The Yeti recently released a full-length, Abominable.
How would you feel if they really did pull Bigfoot out of the woods, cuffed and prodded?
You know that’s how it’d be. We humans would hunt and trap him, demanding his compliance. Forget trying to charm the guy.
We’re frightened of wild things. The untamed. Someone actually choosing to live a life completely apart from society, disagreeing entirely with the accepted common wisdom, gives us the willies.
It’s certainly easier to discount aberrant ideas entirely. An abominable snowman? That has to be, as rap trio The Yeti say at the end of “The Question,” “all a crock of shit.”
Talk about things that go bump in the night: The Yeti, who recently released the full-length Abominable, take the album-of-the-year talent of Trails, with producer The Lin and vocalist Syn the Shaman, and tack on Dray Sr., lending a deep-throated and full-bodied delivery in counterpoint to Shaman’s growling angry. It’s a free-swinging, elbow-throwing, and maybe slightly mysterious combination that’s going to be more than welcome to fans of Trails’ work.
Get it? This, Yeti’s work, is off the trail. In the woods and away from the lights. It’s exactly that untamed — and dark — quality that they have to get right to succeed with tracks this aggressive and presumptive, to say the least. Should you see the Wizard behind this kind of material?
Well, it becomes a farce and falls in on itself.
Do these Mainers have it in them to talk murder? To be lurid and provocative? Or does Dray give us a wink-wink with lines like “And if I wasn’t bustin’ slugs and being a thug, I’d need a hug,” from the quizzical “If I,” over The Lin rocking the MPC to trigger samples with a pop, ahead of the beat.
It’s fair to wonder if all the bombast isn’t really just a suit someone put on to make a grainy movie that might fool a few people. But it’s also fair for Syn the Shaman to retort: “If I gave a fuck, I would show it.”
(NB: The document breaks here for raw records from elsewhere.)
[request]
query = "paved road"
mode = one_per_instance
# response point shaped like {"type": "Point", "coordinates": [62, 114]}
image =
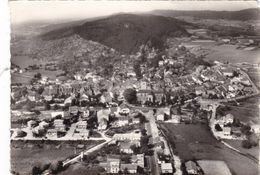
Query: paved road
{"type": "Point", "coordinates": [97, 147]}
{"type": "Point", "coordinates": [154, 132]}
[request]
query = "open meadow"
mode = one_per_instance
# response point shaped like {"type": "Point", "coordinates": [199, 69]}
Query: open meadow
{"type": "Point", "coordinates": [196, 142]}
{"type": "Point", "coordinates": [26, 154]}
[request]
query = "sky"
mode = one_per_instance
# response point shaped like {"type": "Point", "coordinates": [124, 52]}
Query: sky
{"type": "Point", "coordinates": [22, 11]}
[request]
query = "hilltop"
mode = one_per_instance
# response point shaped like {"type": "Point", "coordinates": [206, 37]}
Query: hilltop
{"type": "Point", "coordinates": [124, 32]}
{"type": "Point", "coordinates": [243, 15]}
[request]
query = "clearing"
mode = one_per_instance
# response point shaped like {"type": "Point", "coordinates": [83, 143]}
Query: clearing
{"type": "Point", "coordinates": [196, 142]}
{"type": "Point", "coordinates": [24, 154]}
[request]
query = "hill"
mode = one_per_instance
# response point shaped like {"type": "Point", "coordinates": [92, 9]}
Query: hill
{"type": "Point", "coordinates": [124, 32]}
{"type": "Point", "coordinates": [243, 15]}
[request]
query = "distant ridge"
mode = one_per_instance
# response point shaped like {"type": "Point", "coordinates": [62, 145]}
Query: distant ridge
{"type": "Point", "coordinates": [247, 14]}
{"type": "Point", "coordinates": [125, 32]}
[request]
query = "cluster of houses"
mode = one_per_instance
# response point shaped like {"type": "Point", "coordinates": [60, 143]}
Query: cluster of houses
{"type": "Point", "coordinates": [115, 165]}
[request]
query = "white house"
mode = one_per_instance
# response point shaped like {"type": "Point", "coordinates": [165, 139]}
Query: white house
{"type": "Point", "coordinates": [166, 168]}
{"type": "Point", "coordinates": [125, 147]}
{"type": "Point", "coordinates": [56, 113]}
{"type": "Point", "coordinates": [160, 117]}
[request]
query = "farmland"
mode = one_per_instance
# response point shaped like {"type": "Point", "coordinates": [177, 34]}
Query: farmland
{"type": "Point", "coordinates": [247, 111]}
{"type": "Point", "coordinates": [24, 155]}
{"type": "Point", "coordinates": [237, 144]}
{"type": "Point", "coordinates": [229, 53]}
{"type": "Point", "coordinates": [81, 169]}
{"type": "Point", "coordinates": [196, 142]}
{"type": "Point", "coordinates": [226, 52]}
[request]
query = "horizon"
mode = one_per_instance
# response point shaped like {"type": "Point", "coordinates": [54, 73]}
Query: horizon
{"type": "Point", "coordinates": [33, 11]}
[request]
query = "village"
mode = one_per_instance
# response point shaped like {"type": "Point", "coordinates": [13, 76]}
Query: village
{"type": "Point", "coordinates": [123, 112]}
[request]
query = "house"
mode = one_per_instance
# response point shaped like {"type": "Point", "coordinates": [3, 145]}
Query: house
{"type": "Point", "coordinates": [144, 95]}
{"type": "Point", "coordinates": [113, 163]}
{"type": "Point", "coordinates": [73, 110]}
{"type": "Point", "coordinates": [124, 111]}
{"type": "Point", "coordinates": [160, 117]}
{"type": "Point", "coordinates": [226, 131]}
{"type": "Point", "coordinates": [199, 90]}
{"type": "Point", "coordinates": [57, 113]}
{"type": "Point", "coordinates": [128, 136]}
{"type": "Point", "coordinates": [245, 81]}
{"type": "Point", "coordinates": [81, 125]}
{"type": "Point", "coordinates": [122, 122]}
{"type": "Point", "coordinates": [52, 133]}
{"type": "Point", "coordinates": [130, 168]}
{"type": "Point", "coordinates": [59, 126]}
{"type": "Point", "coordinates": [32, 95]}
{"type": "Point", "coordinates": [161, 63]}
{"type": "Point", "coordinates": [125, 147]}
{"type": "Point", "coordinates": [84, 133]}
{"type": "Point", "coordinates": [102, 124]}
{"type": "Point", "coordinates": [31, 123]}
{"type": "Point", "coordinates": [43, 124]}
{"type": "Point", "coordinates": [166, 168]}
{"type": "Point", "coordinates": [176, 119]}
{"type": "Point", "coordinates": [103, 114]}
{"type": "Point", "coordinates": [191, 167]}
{"type": "Point", "coordinates": [135, 120]}
{"type": "Point", "coordinates": [229, 118]}
{"type": "Point", "coordinates": [255, 129]}
{"type": "Point", "coordinates": [236, 131]}
{"type": "Point", "coordinates": [225, 40]}
{"type": "Point", "coordinates": [228, 72]}
{"type": "Point", "coordinates": [131, 74]}
{"type": "Point", "coordinates": [138, 159]}
{"type": "Point", "coordinates": [159, 96]}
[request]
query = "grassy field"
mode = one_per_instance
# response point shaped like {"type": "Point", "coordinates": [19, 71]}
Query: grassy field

Which makes the finish of “A Few Footsteps in the Snow,” where Shaman outlines his distaste for most local rappers (this is an important rap-genre trope), ironic: “Yeah it fucking bothers me, so know I’m keeping score.”
As the album incorporates samples from media on abominable snowmen, it becomes ever more clear how Yeti embrace an underdog mentality, setting themselves up as outsiders. Just as the snowman has been driven to the shadows by encroaching society, this kind of turntablism-fueled, hyper-male rap has been ushered out of the mainstream for the time being, as hip hop begins to embrace its middle age.
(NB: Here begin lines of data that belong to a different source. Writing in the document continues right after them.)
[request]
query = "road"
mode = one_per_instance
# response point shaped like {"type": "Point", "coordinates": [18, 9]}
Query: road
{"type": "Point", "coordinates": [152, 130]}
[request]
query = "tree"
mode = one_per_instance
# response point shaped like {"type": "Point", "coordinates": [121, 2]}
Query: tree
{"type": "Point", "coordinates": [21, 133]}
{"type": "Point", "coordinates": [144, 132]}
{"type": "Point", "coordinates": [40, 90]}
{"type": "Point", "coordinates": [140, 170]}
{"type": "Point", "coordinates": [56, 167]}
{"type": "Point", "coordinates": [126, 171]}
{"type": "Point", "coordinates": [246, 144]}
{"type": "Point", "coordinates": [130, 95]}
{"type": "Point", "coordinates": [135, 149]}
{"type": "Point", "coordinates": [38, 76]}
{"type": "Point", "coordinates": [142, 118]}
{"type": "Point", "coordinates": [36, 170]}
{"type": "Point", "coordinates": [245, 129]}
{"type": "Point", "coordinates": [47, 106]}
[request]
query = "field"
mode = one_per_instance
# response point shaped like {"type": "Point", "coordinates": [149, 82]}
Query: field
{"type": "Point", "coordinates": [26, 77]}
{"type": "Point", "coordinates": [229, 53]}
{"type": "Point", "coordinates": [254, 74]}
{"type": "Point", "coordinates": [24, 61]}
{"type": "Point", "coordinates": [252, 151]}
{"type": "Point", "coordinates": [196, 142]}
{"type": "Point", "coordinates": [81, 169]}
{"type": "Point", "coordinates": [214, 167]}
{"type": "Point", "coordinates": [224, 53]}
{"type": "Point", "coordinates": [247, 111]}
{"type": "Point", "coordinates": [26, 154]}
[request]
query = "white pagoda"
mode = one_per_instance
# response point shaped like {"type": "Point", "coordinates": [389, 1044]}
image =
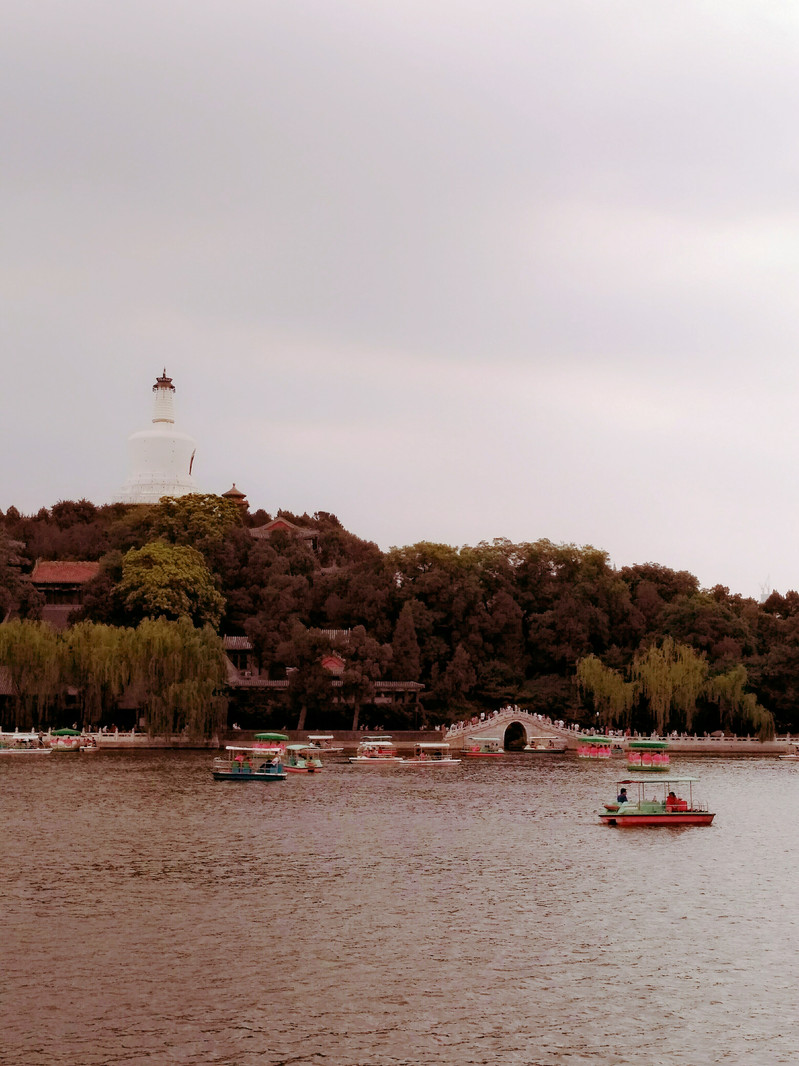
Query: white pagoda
{"type": "Point", "coordinates": [160, 458]}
When Dray in “Sure Footing” talks about hating the local scene and the “cold shoulder” it’s given him, you have to wonder if he’d have it any other way. Being “underground” can be a safe artistic choice: If you don’t get popular, well, you weren’t trying to get popular. So there.
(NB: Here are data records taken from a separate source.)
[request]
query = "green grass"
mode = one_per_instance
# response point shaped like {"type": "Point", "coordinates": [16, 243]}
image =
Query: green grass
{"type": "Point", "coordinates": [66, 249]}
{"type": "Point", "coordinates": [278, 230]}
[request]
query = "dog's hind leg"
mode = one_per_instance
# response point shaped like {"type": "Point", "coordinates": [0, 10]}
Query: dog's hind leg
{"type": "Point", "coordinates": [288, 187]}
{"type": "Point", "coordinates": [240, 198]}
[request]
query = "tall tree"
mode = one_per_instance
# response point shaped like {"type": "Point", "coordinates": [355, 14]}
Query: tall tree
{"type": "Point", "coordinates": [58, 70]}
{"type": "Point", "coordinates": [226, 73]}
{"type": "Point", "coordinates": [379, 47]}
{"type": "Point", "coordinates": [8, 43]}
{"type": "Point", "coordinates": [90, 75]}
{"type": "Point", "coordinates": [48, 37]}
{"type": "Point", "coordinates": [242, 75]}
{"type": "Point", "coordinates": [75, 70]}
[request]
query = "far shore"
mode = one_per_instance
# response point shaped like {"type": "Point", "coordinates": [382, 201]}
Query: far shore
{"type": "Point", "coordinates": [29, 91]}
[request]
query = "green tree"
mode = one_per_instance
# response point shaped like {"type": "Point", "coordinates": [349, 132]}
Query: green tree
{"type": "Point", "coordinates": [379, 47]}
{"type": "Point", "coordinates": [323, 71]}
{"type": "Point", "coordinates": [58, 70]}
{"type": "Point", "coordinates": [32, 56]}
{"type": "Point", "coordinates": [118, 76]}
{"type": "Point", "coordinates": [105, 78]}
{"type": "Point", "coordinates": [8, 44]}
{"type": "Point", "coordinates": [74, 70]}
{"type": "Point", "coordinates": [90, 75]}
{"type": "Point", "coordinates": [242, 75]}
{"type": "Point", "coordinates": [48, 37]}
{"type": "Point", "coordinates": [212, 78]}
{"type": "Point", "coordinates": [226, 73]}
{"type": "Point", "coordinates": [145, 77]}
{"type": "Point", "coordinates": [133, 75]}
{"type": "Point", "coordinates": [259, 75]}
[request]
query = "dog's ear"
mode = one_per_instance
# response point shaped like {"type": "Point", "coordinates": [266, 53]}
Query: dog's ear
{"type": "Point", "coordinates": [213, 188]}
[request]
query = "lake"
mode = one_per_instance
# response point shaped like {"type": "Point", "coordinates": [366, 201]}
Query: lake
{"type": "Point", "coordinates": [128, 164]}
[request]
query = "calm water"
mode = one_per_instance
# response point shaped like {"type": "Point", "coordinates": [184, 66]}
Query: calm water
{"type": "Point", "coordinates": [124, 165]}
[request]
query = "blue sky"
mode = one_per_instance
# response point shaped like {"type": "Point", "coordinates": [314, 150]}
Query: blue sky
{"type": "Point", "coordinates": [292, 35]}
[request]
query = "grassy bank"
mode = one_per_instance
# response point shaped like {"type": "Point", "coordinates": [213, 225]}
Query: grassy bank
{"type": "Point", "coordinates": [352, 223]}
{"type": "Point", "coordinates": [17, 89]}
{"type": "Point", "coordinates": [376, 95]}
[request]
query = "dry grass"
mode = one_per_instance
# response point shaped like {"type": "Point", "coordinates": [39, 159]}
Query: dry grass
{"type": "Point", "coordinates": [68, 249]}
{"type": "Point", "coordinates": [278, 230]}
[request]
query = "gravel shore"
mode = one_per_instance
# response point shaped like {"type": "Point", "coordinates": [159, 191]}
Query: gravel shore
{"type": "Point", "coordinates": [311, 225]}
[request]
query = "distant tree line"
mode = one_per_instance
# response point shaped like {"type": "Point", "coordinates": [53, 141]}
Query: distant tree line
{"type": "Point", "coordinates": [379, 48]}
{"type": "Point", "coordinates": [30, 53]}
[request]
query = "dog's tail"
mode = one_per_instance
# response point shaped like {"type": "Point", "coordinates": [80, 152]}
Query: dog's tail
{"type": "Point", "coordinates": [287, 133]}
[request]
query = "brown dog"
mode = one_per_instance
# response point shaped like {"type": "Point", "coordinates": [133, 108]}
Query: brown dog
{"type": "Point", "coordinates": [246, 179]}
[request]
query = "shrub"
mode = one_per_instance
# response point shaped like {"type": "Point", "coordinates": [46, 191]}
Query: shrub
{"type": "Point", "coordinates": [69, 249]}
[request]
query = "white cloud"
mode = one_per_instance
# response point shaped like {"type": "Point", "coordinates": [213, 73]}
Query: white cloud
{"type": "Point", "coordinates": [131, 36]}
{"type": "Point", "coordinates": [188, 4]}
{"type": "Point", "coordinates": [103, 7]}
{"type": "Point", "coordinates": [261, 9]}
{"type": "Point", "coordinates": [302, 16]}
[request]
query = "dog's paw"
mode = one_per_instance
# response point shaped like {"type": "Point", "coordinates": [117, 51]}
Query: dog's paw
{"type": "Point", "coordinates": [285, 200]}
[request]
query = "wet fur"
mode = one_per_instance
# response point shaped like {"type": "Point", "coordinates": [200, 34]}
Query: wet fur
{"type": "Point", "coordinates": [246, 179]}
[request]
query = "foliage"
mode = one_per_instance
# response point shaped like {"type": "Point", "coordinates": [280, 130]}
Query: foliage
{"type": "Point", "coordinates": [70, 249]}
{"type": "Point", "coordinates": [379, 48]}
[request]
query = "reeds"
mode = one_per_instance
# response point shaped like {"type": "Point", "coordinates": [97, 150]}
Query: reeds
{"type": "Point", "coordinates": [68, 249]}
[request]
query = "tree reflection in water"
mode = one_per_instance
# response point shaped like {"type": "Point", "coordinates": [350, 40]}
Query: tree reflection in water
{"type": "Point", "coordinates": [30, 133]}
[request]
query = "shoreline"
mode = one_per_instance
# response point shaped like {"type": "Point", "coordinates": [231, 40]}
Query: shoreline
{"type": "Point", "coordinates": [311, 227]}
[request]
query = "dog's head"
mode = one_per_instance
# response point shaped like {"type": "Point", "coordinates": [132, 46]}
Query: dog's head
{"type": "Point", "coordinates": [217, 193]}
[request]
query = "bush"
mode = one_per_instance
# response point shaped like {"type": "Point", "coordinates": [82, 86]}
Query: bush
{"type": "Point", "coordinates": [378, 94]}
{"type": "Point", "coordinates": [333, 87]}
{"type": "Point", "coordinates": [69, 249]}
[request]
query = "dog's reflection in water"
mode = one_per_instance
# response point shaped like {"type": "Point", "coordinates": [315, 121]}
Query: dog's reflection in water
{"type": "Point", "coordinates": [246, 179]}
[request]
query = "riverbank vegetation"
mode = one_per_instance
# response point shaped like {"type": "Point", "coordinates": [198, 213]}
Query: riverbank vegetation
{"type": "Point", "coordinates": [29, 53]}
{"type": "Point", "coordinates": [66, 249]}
But us-against-the-world can produce great results, too. “Prelude to a Yeti” has some of the most lyrical cutting you’ll hear, like The Lin is speaking with a spitting sneer. Dray crushes some “you” in “FUMH”: “You’re like my fucking appendix/ They said I could live without you.” Syn is expertly and succinctly dismissive in “Murder and Mayhem”: “Fail if you want to/ I’d bail if I was you.”